Grazie a tale contributo si cercherà di redigere prossimamente la seconda parte di questo “abstract” di presentazione, con la speranza che tale documento possa essere di supporto per i progettisti, per gli applicatori/manutentori e soprattutto per i produttori di sistemi roofing al fine di valutare i vantaggi e gli svantaggi sull’utilizzo eccessivo di prodotti antibiodeteriogeni all’interno delle formulazioni dei prodotti. I biodeteriogeni migrano lentamente ma costantemente dalla matrice del formulato asciutto e vengono poi dispersi (a causa delle piogge, vento, ecc) nell’ambiente.

L’impiego di antibiodeteriogeni, sostanze ritenute nocive e tossiche, in percentuali superiori all’1% in massa nelle formulazioni dei roofing renderebbe obbligatoria l’etichettatura dei prodotti con simboli di pericolo. Infatti, in funzione dello spessore medio di un roofing liquido o di una membrana preconfezionata in rotoli l’utilizzo di quantità di antibiodeteriogeni inferiore all’1% rende i prodotti inattaccabili solo per i primi 2 – 4 anni di vita. Per il raggiungimento di protezioni decennali è necessario l’utilizzo nei prodotti roofing di antibiodeteriogeni in quantità ben superiori all’1% in massa salvo nel caso di impiego di tecnologie e formulazioni di avanguardia che poche aziende in Europa possono vantare.

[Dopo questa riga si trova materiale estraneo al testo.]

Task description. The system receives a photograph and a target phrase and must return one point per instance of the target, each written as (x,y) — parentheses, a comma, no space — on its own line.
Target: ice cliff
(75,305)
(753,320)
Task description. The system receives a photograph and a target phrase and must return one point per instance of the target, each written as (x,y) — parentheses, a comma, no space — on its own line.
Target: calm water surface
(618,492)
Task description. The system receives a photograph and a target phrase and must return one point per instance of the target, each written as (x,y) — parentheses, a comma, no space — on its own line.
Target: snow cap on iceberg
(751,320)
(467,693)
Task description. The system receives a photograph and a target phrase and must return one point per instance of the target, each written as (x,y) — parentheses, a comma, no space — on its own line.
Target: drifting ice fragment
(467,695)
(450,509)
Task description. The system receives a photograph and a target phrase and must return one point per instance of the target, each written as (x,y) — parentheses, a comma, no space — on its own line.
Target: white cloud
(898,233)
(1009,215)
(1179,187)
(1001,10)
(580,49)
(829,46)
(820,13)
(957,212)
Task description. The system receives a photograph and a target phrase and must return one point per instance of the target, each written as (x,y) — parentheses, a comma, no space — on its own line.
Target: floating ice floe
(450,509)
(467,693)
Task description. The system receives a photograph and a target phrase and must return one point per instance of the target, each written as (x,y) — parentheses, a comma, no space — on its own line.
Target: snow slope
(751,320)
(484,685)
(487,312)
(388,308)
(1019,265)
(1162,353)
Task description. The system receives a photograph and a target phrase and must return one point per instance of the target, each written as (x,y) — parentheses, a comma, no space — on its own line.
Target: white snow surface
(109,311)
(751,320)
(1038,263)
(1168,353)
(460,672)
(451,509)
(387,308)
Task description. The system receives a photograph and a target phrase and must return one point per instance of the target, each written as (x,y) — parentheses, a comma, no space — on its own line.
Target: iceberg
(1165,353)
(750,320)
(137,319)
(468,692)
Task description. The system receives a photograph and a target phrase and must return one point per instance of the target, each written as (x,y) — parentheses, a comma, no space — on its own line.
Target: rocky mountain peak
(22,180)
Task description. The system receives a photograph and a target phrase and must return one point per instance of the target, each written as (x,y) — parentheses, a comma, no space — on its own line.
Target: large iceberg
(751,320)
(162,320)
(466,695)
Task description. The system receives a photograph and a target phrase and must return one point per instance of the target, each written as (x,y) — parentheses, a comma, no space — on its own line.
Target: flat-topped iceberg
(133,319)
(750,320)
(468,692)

Una elevata percentuale di antibiodeteriogeni può garantire un costante rilascio in un arco temporale molto lungo (anche decennale) soprattutto a seguito delle piogge che favoriscono la trasmigrazione di queste sostanze sulla superficie del prodotto proteggendolo dall’aggressione delle sostanze biodeteriogene.

E’ comunque opportuno ricordare che per garantire la lunga durabilità di qualsiasi sistema roofing è necessario, oltre ad un buon prodotto, elaborare una valida progettazione, provvedere ad una corretta applicazione ed eseguire una adeguata manutenzione della struttura.